Methods: We conducted a retrospective cohort study of patients receiving protocol-based opioid withdrawal treatment at two emergency departments in Philadelphia between September 2022 and April 2025. Patients were divided into the xylazine era (September 2022–July 2024) and medetomidine era (August 2024–April 2025). The primary outcome was a change in Clinical Opioid Withdrawal Scale (COWS) score from pre- to post-treatment. Secondary outcomes included rates of discharge against medical advice (AMA) and ICU admission, as well as the impact of a revised treatment protocol.
Results: Among 1269 encounters with full data, 616 occurred during the xylazine era and 770 during the medetomidine era. Median COWS reduction was greater in the xylazine group (−9.0 vs. −4.0 points,
p < 0.001), with more patients achieving symptom relief (COWS ≤ 4: 65.6% vs. 14.2%,
p < 0.001).
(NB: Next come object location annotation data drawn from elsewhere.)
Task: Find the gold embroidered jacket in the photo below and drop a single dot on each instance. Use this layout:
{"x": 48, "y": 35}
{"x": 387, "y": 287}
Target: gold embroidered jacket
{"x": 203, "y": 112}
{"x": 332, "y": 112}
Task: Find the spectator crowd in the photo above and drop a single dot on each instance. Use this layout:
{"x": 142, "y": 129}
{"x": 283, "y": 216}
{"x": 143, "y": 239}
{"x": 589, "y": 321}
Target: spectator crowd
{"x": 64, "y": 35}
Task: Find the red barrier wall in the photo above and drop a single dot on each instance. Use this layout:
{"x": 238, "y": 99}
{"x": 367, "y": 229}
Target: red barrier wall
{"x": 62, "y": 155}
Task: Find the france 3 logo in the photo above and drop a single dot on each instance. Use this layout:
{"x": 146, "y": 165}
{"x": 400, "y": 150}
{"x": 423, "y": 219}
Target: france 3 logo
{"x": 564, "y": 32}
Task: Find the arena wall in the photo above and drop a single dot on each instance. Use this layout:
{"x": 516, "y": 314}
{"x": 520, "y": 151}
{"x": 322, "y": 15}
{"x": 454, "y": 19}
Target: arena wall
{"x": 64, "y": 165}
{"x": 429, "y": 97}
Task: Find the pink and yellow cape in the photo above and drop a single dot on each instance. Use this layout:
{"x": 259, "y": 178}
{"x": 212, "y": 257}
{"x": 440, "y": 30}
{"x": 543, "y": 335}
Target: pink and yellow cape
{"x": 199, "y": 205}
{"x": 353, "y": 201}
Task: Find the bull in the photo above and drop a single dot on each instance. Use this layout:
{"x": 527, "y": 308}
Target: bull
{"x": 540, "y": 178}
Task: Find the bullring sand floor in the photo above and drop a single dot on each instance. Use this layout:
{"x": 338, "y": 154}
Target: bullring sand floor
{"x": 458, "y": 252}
ICU admission occurred in 8.5% of xylazine era patients and 16.8% of medetomidine era patients (
p < 0.001). Rates of AMA were higher during the medetomidine era as well (6.5% vs. 3.6%) (
p = 0.038). Revision of treatment protocols showed promise.
Conclusions: The protocol was significantly less effective during the medetomidine era, though a protocol change may be helping. Findings highlight the need to adapt withdrawal treatment protocols in response to changes in the illicit drug supply.